Morgan, publisher of The Morgan Report and author of The Silver Manifesto, shared deep analysis on monetary trends, geopolitical risk, and the evolving role of silver in the global economy.
Metals Resilience Amid Market Chaos
Reflecting on the previous week’s market turbulence, sparked largely by escalating trade tensions and a partial reversal by the Trump administration, Morgan expressed surprise not at the initial drop in gold and silver, but at how swiftly both metals rebounded. Silver, in particular, suffered a steep decline of around 14%, yet bounced back with unexpected strength.
“It’s signaling strongly that gold and silver certainly have a long ways to go,” said Morgan, referencing renewed investor interest and a fundamental shift in asset allocation trends.
Beyond the Tariffs: Structural Economic Weakness
While much media coverage has fixated on tariffs, Morgan emphasized that the economic problems go far deeper. He highlighted America's systemic dependency on China for key resources such as rare earth elements, pharmaceuticals, and even some military components, calling it a “national security issue.”
Morgan argued that the global economy is in a contraction phase, regardless of trade policy, and that increasing the money supply amid shrinking goods and services is a textbook path to hyperinflation.
“Tariffs are more of a trigger,” he said, “not the cause.”
Trump, Volatility, and Investor Strategy
Maharrey and Morgan discussed how President Trump’s unpredictable negotiation style — likened metaphorically to “slapping someone in the face before a handshake” — has amplified market volatility. The VIX recently spiked into the upper 50s, nearing levels seen during the pandemic.
Morgan urged investors to remain calm and pragmatic.

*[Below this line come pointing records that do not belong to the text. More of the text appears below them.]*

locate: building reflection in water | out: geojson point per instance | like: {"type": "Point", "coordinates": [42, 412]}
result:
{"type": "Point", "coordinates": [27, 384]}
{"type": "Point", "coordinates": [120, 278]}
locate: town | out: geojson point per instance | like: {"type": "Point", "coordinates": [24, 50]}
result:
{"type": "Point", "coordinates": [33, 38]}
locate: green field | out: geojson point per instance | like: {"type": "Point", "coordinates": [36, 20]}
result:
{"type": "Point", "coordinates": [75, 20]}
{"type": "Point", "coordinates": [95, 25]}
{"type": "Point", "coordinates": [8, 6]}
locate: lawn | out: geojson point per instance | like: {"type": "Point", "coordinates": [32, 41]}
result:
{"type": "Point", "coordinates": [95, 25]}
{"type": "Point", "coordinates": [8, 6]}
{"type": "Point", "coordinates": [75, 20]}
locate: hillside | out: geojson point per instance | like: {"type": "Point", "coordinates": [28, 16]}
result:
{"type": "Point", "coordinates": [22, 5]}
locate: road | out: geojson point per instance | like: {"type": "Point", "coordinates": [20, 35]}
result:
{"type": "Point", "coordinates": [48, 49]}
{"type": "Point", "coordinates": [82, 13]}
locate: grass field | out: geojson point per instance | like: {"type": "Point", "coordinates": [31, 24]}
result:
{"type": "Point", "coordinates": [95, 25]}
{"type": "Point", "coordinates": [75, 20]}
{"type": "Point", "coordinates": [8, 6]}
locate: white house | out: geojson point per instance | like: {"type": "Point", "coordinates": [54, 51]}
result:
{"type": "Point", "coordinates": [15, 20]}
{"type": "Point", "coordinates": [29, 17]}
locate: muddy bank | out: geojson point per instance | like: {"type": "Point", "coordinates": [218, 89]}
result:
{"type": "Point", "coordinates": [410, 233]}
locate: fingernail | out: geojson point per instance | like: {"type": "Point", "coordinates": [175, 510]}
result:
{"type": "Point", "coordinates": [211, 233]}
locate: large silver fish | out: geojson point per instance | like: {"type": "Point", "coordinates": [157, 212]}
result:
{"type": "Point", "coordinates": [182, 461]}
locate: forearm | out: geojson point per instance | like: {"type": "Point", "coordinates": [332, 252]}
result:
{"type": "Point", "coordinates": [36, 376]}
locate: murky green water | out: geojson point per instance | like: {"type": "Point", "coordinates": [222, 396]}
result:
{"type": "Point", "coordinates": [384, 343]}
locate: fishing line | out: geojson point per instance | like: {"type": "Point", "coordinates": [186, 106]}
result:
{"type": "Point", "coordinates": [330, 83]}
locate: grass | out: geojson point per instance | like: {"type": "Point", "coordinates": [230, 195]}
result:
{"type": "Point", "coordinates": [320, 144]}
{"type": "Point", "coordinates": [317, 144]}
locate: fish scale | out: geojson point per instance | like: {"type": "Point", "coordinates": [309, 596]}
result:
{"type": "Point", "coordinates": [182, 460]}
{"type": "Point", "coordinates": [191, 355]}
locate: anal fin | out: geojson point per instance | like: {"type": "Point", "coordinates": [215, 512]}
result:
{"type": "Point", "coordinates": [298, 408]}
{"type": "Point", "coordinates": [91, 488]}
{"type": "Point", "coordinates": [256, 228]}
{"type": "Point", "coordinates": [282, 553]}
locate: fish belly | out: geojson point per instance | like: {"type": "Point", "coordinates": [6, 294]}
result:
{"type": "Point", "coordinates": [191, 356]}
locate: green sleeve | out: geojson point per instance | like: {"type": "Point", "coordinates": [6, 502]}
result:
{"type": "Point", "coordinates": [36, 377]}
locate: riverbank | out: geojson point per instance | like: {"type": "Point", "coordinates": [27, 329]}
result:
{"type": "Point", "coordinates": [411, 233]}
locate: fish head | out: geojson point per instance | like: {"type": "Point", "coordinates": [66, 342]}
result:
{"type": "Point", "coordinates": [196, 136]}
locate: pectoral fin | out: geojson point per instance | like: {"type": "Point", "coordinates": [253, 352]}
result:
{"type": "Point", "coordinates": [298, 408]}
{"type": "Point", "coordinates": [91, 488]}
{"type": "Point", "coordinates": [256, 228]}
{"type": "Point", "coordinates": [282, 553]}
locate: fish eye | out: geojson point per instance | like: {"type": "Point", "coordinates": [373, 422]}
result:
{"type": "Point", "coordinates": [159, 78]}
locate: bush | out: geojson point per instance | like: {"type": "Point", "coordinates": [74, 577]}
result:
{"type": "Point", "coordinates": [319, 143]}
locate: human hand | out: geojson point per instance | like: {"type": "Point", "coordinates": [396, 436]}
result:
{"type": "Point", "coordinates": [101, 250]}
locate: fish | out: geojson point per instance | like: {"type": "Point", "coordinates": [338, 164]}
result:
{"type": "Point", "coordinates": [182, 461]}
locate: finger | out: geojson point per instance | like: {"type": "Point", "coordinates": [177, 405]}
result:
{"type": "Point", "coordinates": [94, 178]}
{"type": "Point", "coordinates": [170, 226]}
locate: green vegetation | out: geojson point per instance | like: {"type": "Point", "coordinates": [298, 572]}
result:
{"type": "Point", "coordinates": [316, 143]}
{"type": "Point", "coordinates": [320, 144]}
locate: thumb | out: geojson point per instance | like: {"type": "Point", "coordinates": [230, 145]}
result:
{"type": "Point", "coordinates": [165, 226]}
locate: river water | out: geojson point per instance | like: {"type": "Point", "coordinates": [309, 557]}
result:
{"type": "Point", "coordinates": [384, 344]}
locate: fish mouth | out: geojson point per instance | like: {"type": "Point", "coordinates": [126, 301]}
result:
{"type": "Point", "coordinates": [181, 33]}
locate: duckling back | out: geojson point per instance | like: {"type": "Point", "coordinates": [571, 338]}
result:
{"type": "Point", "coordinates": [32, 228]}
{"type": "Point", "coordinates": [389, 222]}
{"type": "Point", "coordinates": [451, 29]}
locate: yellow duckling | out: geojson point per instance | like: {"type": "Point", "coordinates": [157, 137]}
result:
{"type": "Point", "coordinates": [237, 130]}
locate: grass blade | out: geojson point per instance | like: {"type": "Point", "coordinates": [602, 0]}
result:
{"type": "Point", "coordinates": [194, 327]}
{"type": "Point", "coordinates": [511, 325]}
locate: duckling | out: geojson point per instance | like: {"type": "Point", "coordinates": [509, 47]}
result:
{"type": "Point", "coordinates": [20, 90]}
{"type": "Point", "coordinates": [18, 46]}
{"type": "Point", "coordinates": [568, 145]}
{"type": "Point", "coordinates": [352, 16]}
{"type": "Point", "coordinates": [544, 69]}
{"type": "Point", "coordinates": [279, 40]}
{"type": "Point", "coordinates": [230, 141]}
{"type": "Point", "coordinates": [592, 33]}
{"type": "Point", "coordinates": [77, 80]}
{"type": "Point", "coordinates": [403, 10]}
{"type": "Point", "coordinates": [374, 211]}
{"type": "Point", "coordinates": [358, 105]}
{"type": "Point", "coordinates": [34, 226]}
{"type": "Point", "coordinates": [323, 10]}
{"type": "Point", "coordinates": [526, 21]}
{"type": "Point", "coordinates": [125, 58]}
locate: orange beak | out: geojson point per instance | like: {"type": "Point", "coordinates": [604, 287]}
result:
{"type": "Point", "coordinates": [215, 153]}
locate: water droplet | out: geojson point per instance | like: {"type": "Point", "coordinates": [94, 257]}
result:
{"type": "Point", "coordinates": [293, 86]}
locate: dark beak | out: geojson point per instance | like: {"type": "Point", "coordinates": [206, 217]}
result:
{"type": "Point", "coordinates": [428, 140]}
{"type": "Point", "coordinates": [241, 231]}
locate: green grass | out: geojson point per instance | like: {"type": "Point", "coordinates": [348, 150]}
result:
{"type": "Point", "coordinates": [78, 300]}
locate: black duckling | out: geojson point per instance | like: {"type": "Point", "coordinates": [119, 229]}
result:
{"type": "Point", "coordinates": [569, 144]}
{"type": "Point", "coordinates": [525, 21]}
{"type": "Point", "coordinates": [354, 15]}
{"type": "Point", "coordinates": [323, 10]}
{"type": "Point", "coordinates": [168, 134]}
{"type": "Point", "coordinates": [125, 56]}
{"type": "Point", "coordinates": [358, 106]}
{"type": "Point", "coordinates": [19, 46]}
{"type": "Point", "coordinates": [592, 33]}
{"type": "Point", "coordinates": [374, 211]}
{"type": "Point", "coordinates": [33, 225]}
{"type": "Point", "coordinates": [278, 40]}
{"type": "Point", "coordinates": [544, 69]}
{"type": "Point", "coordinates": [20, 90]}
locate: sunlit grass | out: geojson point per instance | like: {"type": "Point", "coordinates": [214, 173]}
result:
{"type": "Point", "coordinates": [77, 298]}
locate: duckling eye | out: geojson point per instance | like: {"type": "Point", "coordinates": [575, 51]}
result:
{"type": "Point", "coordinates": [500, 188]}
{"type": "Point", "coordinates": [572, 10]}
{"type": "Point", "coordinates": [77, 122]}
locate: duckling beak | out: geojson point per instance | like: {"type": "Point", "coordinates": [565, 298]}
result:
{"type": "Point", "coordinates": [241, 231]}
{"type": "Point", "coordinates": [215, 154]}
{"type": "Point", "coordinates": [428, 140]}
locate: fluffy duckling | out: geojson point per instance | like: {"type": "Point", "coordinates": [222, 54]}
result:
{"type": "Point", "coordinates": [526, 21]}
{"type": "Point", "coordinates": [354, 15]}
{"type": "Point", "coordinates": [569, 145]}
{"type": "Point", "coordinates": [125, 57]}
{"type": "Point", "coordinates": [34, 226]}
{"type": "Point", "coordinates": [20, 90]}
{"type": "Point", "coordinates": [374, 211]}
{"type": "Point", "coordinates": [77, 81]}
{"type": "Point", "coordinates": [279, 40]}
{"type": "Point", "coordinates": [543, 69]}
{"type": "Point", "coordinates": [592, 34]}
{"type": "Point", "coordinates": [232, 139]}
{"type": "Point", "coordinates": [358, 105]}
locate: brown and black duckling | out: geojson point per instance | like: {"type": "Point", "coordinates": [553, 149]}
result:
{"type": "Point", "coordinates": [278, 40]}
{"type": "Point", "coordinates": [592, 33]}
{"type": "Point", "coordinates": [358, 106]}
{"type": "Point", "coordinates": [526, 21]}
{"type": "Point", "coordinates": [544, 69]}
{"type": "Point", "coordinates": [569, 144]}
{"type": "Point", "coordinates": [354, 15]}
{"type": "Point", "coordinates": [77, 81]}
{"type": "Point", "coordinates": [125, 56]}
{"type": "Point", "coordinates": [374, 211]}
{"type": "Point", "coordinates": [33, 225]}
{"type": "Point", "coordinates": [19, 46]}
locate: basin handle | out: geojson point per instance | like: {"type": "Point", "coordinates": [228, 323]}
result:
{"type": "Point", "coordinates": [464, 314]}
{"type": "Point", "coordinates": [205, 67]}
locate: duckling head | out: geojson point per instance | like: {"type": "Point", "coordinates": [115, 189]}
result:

“The trend is your friend,” he advised. “Shift gradually — reduce stock exposure, increase commodities exposure. You don’t have to get all in or all out overnight.”
He emphasized that the broader trend shows equities weakening while gold begins a significant uptrend — a shift already visible in institutional behavior.
Dollar and Treasury Weakness: A Turning Point?
Another surprise for many was the simultaneous sell-off in both the U.S. dollar and treasuries, traditionally seen as safe havens. Gold, by contrast, held its ground.
Morgan cited Exter’s Pyramid to explain the shift, noting that as trust in fiat assets erodes, liquidity flows to gold, the ultimate form of real money.
“The run to gold has begun,” Morgan declared, citing central bank accumulation as a stealth signal that the revaluation of gold is already underway.